Effects of D-Galactose insulin tolerance, serum lipids and renal function: A Comparison between young mice treated with D-Galactose and 24 months old mice

W. Hull1, W. Chadwick2, K. Brown2, S. McSweeny2, D. Bedford2, C. Theimermann1. 1Translational Medicine and Therapeutics, William Harvey Research Institute, London, UNITED KINGDOM, 2Takeda Cambridge Ltd, Cambridge, UNITED KINGDOM

Introduction. D-Galactose (D-Gal) has long been used in neurological research to mimic the effects of ageing in mice. Administration of D-Gal for 6 weeks reduces the performance in many cognitive tests(1), possibly due to increased formation of free radicals and advanced glycation end-products (2). There is little information about the effects of chronic D-Gal administration on systemic metabolic function. In this investigation the effects of D-Gal administration on metabolic and renal function are explored.

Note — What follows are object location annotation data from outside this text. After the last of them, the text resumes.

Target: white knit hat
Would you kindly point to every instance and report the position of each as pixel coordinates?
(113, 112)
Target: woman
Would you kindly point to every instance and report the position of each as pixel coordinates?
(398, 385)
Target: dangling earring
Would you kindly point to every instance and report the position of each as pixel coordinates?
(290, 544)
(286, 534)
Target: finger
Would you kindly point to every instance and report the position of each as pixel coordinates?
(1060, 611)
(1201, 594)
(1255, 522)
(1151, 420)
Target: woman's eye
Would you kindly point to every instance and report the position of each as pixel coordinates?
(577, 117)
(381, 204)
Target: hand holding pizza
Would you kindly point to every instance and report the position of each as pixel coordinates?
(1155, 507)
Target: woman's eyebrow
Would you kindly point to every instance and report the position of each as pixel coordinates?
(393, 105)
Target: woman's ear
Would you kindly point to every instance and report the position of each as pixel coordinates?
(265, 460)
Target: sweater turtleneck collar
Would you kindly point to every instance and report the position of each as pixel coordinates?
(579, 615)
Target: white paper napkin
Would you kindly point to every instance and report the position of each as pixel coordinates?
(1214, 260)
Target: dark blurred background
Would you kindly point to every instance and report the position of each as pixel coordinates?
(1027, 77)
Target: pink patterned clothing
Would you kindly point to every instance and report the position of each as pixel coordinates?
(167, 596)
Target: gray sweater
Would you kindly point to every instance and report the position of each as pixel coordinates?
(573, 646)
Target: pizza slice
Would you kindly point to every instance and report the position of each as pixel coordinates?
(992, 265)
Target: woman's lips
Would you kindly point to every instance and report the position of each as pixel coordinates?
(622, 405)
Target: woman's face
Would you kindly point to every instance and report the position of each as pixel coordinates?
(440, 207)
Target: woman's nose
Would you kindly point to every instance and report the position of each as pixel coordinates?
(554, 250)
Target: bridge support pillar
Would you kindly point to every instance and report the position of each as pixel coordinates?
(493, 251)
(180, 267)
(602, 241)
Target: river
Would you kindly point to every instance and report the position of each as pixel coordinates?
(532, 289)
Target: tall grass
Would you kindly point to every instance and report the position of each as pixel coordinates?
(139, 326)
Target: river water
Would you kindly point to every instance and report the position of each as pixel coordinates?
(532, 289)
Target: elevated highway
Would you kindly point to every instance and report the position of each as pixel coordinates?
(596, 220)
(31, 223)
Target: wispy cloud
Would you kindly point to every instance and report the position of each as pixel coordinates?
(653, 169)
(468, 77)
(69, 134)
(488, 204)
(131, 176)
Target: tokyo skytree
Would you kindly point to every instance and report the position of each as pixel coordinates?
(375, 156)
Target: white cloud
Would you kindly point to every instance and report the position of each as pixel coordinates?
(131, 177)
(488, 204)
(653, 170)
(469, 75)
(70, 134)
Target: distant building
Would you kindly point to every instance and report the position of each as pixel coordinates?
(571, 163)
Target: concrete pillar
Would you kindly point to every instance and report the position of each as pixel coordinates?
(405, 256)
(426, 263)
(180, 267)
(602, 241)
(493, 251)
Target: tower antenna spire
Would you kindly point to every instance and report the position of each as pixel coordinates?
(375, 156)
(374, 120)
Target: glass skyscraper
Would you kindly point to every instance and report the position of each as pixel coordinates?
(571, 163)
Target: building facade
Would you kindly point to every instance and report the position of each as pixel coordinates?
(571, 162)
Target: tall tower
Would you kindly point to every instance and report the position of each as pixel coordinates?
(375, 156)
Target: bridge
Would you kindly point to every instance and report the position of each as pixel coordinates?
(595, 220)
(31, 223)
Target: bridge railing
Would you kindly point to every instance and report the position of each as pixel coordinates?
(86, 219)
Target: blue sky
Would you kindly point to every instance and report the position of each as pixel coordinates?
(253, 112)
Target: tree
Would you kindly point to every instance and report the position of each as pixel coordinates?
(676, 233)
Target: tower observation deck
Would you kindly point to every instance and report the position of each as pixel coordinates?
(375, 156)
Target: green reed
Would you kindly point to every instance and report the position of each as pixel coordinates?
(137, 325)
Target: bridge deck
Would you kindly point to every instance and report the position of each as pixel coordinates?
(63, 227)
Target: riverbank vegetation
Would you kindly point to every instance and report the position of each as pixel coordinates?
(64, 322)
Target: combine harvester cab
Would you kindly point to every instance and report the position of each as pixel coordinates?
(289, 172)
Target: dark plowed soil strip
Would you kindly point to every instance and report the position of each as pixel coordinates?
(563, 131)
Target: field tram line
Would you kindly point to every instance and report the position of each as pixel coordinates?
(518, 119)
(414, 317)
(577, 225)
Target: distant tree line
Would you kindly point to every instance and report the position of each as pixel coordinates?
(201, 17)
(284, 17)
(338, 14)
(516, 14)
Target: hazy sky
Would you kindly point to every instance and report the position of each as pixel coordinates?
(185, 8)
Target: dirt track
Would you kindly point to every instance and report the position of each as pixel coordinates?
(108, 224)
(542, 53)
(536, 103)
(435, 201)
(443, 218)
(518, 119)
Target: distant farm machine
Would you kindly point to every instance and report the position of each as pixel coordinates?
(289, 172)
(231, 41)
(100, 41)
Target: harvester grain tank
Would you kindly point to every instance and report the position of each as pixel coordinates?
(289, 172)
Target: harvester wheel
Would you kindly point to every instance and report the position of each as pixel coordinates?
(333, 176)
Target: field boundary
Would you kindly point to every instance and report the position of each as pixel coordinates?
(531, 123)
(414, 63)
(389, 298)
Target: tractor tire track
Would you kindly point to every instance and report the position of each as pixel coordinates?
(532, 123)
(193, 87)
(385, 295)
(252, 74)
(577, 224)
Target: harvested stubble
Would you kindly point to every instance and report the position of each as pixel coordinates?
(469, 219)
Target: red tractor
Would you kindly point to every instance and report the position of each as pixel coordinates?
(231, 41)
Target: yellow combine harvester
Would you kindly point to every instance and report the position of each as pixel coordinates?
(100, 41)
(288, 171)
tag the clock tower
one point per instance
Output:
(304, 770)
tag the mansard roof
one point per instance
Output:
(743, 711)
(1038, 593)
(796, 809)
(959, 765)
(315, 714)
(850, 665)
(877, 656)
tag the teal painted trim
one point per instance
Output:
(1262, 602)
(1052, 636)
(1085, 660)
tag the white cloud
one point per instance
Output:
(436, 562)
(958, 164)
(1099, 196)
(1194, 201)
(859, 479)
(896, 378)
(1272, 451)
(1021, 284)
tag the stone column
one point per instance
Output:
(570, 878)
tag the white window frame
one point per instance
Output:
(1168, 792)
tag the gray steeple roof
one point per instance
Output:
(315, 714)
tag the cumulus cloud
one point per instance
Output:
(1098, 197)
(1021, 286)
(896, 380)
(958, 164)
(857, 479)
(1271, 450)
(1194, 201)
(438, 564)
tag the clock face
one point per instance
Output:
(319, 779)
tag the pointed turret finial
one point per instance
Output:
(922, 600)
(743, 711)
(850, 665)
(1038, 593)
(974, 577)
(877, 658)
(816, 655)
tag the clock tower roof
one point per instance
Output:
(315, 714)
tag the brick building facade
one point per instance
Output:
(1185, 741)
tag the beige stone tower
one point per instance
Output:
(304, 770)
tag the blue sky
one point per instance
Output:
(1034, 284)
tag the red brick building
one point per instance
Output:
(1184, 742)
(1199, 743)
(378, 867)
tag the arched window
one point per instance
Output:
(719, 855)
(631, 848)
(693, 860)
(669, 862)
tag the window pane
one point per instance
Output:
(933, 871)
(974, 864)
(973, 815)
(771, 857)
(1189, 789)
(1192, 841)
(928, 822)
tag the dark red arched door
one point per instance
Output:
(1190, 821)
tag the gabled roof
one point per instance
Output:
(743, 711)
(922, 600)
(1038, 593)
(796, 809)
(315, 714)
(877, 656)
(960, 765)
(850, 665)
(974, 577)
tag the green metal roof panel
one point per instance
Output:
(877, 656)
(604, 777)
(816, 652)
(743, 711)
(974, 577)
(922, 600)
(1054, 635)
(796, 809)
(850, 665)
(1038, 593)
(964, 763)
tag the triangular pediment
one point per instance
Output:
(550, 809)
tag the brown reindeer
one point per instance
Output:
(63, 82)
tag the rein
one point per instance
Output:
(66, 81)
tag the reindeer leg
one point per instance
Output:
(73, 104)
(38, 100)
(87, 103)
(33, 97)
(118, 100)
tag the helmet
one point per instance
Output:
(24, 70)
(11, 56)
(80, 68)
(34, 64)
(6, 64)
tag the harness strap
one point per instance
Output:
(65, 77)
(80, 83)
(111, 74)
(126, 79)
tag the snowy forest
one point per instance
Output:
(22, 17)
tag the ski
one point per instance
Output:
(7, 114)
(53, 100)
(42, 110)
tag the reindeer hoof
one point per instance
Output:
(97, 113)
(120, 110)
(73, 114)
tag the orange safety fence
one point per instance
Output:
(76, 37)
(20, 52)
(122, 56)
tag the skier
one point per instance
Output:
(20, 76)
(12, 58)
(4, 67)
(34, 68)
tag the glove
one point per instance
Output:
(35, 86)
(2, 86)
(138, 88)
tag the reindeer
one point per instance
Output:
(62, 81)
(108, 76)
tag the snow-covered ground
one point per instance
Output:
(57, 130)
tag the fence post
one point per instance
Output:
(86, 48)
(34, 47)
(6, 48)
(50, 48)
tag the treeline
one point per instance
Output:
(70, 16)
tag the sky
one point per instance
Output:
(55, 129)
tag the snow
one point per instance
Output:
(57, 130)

Methods. C57/BL6J mice either a) aged for 24 months or b) administered D-Gal or water orally for 10 weeks. At 10 weeks of D-Gal administration animals were sacrificed by CO2 and exsanguinated by cardiac puncture. Data is presented as mean ± standard error and was analysed by Student’s t-test or one-way ANOVA followed by Bonferoni’s post hoc test, with a P-value of ≤0.05 being considered significant.

Results. When the lean/fat composition of vehicle treated mice (8.122, n=12) is compared to that of old mice (3.937, n=14), there is a clear decrease in lean mass compared to fat, whereas D-Gal mice (7.505, n=12) show no significant decrease in this parameter. When challenged with glucose (OGTT) after a 24h fasting period, the insulin levels of old mice (AUC 41.03, n=12) were significantly higher than those of young mice (AUC 13.62, n=12) with vehicle or D-Gal (AUC 12.32, n=12). Similarly, the fall in blood glucose in response to a challenge with insulin (0.75U/Kg, I.P.) was significantly reduced in old mice (AUC 9037, n=12) when compared to those of young mice that had received either vehicle (AUC 5216, n=12) or D-Gal (AUC 6003, n=12). These data indicate that old mice, but not young mice that had received D-Gal, have a significant degree of insulin resistance. Increases in serum creatinine often reflect an impairment in renal function. When serum creatinine is normalised against lean mass to account for differences in muscle mass with age, there is an increase in serum creatinine in old mice (3.17mg/g, n=10) when compared to young mice (2.463mg/g, n=11) that had received vehicle.

Conclusions. In conclusion, age leads to insulin resistance, changes in fat distribution and a moderate impairment in renal function, however administration of D-Gal does not lead to insulin resistance and fat changes, but does cause an impairment in renal function.

References

1. Wei H. et. al. (2005). Behavioural Brain Research. 157(2): 245-251.

2. Song X. et. al. (1999). Mechanisms of Ageing and Dev. 108: 239-251.